Peter Bradshaw 

Everybody to Kenmure Street review – community triumphs in inspiring retelling of 2021 Glasgow protest

Emma Thompson voices the anonymous ‘Van Man’ in a documentary about local people standing their ground against heavy-handed immigration enforcement
  
  

Everybody to Kenmure Street.
Kettled by the community … Everybody to Kenmure Street. Photograph: Conic/PA

The extraordinary story of Glasgow’s Kenmure Street uprising in 2021 is retold in this absorbing documentary from film-maker Felipe Bustos Sierra. Kenmure Street is now a location to resonate with London’s Cable Street. An immigration detention van had been sent in to this diverse community on 13 May, the morning of the Muslim festival of Eid, to arrest two men of Indian Sikh background. Maybe that date was pure chance, which protesters could exploit to rally their own side, or maybe it was chosen because the Home Office calculated that the community would be largely at home on this holiday and more vulnerable.

Either way, it was a crucial strategic error, consolidating the community view that this was heavy-handed policing against a proud, close-knit Scottish community by the Westminster authorities. Moreover, as the day progressed, the fact that the men would have no legal representation underscored the impression of unfair play.

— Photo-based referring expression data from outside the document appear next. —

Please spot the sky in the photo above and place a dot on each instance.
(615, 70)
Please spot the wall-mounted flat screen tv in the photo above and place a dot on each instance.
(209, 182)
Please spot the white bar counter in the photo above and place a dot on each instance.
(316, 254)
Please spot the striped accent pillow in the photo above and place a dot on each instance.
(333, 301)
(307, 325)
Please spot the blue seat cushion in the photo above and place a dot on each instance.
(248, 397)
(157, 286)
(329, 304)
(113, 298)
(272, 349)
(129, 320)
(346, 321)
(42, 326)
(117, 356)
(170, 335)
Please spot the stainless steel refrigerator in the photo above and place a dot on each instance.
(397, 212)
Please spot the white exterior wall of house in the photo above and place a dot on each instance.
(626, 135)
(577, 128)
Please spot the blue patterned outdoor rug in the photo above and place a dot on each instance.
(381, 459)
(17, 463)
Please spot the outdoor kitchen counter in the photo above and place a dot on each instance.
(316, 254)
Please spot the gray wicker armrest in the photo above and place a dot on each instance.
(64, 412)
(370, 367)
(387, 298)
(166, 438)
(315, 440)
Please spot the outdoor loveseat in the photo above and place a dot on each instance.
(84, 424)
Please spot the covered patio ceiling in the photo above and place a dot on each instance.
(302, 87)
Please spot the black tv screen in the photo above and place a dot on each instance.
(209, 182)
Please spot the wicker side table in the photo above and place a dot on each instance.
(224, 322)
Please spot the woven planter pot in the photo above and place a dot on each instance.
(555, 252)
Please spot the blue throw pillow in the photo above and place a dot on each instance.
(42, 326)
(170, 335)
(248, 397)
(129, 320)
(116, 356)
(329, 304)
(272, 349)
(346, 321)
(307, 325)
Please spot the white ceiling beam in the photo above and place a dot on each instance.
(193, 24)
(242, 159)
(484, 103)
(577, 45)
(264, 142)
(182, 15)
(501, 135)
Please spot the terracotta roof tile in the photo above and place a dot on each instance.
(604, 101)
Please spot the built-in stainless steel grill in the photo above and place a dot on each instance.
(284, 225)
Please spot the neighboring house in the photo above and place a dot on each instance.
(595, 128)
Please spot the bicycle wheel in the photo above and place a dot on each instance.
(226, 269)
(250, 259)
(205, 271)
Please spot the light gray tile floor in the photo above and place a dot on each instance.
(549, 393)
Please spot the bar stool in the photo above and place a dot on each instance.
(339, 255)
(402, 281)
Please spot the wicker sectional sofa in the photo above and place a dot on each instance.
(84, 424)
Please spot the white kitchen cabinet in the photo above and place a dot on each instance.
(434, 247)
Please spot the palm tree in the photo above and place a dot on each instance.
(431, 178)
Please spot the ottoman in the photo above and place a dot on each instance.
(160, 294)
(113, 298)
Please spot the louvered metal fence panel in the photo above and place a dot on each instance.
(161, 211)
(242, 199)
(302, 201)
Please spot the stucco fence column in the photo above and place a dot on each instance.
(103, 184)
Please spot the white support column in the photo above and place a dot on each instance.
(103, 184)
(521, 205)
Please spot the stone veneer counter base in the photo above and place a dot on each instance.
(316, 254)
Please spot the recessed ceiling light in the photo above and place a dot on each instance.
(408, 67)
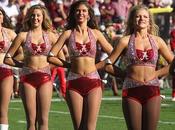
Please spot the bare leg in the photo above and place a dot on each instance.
(151, 111)
(44, 96)
(133, 113)
(91, 109)
(114, 86)
(28, 94)
(75, 103)
(6, 89)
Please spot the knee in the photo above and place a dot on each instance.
(43, 120)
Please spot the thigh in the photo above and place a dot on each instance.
(92, 106)
(44, 96)
(75, 103)
(151, 111)
(6, 89)
(132, 111)
(28, 95)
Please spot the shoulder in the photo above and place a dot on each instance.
(11, 33)
(157, 39)
(125, 40)
(66, 34)
(22, 35)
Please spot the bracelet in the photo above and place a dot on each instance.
(8, 55)
(108, 61)
(51, 54)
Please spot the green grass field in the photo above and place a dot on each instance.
(110, 117)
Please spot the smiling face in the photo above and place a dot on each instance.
(1, 17)
(142, 19)
(81, 14)
(36, 18)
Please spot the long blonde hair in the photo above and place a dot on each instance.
(47, 23)
(130, 24)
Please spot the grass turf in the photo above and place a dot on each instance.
(110, 117)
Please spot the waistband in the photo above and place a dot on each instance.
(92, 75)
(5, 66)
(132, 83)
(28, 70)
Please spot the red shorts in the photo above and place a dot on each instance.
(35, 79)
(141, 94)
(84, 85)
(5, 72)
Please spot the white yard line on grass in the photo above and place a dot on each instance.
(101, 116)
(104, 99)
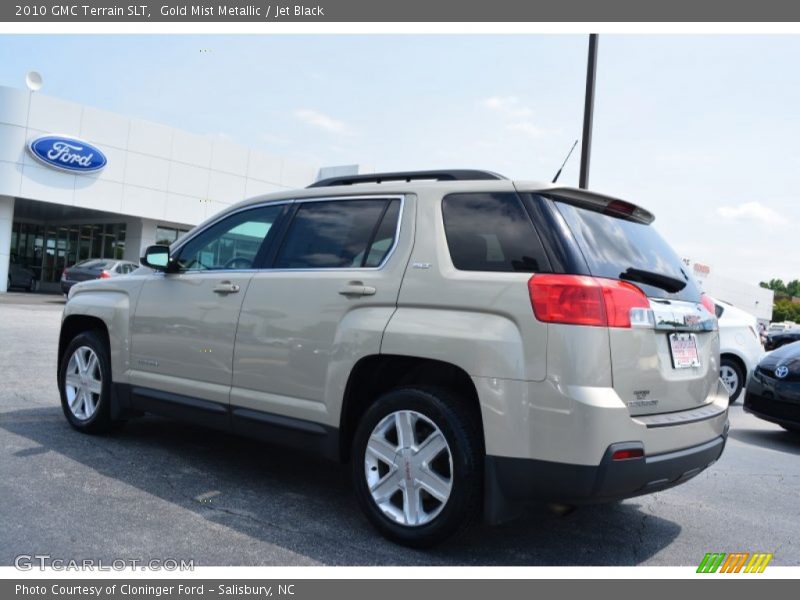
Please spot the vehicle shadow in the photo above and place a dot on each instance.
(774, 439)
(306, 506)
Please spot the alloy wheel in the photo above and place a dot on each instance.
(83, 383)
(409, 468)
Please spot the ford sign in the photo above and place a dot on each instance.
(67, 154)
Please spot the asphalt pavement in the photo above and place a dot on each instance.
(158, 489)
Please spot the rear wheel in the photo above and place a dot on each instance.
(732, 376)
(84, 381)
(418, 465)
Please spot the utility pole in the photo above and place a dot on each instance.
(588, 111)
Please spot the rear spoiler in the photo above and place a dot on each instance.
(597, 202)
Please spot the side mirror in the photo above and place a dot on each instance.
(157, 258)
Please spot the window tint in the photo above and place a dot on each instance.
(491, 232)
(612, 245)
(232, 243)
(336, 234)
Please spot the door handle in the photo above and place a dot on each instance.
(226, 287)
(357, 288)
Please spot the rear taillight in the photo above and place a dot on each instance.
(628, 454)
(584, 300)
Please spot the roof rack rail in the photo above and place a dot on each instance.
(447, 175)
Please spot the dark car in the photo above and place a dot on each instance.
(95, 268)
(773, 393)
(781, 338)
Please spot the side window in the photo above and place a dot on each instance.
(492, 232)
(232, 243)
(339, 234)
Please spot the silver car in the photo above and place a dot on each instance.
(469, 344)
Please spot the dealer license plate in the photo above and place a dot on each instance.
(684, 350)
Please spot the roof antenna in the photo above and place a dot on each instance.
(565, 162)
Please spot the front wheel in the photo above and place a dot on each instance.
(418, 465)
(732, 376)
(84, 381)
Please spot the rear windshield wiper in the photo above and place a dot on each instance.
(665, 282)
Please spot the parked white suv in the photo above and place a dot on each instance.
(739, 347)
(467, 342)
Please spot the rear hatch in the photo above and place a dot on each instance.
(666, 359)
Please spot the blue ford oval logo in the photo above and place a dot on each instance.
(67, 154)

The news of these bully tactics spread like wildfire through WhatsApp groups and social media. Crowds rushed to Kenmure Street, gathering round the van containing the men. The vehicle couldn’t move because a single, committed activist, nicknamed “Van Man” – and now as legendary in his anonymity as Banksy – slid under the van, grabbed the axle and refused to move, to the utter consternation of Police Scotland, who were now immobilised. Alongside the documentary footage, Emma Thompson plays the Van Man in cameo, using his words, and Kate Dickie plays a local nurse who tried to get water to him. None of it could have happened without Van Man.

And everyone was videoing and livestreaming everything on their phones, filming from the high windows thereabouts, and providing a treasure trove of material for this film. It brought in more people by the hour and the flashmob certainly put the brakes on everything the police wanted to do. As one witness points out here, this was not like a protest in Trafalgar Square, where the protesters come in from outside and can be kettled by the police. The police were now the outsiders and, in a circle-the-wagons formation, they stood forlornly round their static van in their yellow hi-vis tabards and Covid masks. They lost the initiative and allowed themselves to be kettled by the community, while their own potential reinforcements were excluded by the crowds.

What happened next was akin to a political miracle. With no violence, but with persistence, the people stood their ground. Mainstream media interest grew and grew. Leadership and direction seemed to happen collectively and non-coercively. There was even some measure of good humour. A community leader here recounts that the crowds were allowed to use the mosque toilets; protesters and police officers both did, resuming their positions on different sides of the line when they returned. And finally, the two men were allowed out of the van and were once again free.

The story is adroitly told, moment-by-moment, with a well-judged interlude to sketch in Glasgow’s history of socialism, trade unionism and community activism – like the magnificent “Glasgow Girls”, who in 2005 stopped dawn raids against asylum seekers – and the grim history of plantation wealth in Glasgow’s economy. In the age of ICE and Maga, and the Trump-inspired nationalist movements in the UK, it’s an amazing story of a community triumph, showing how the nasty little habits of domineering policing can be countered by stubbornly British – and in this case, specifically Scottish – insistence on justice. It’s a morale-boosting film.

• Everybody to Kenmure Street screens at the Glasgow film festival today and is in UK and Irish cinemas from 13 March.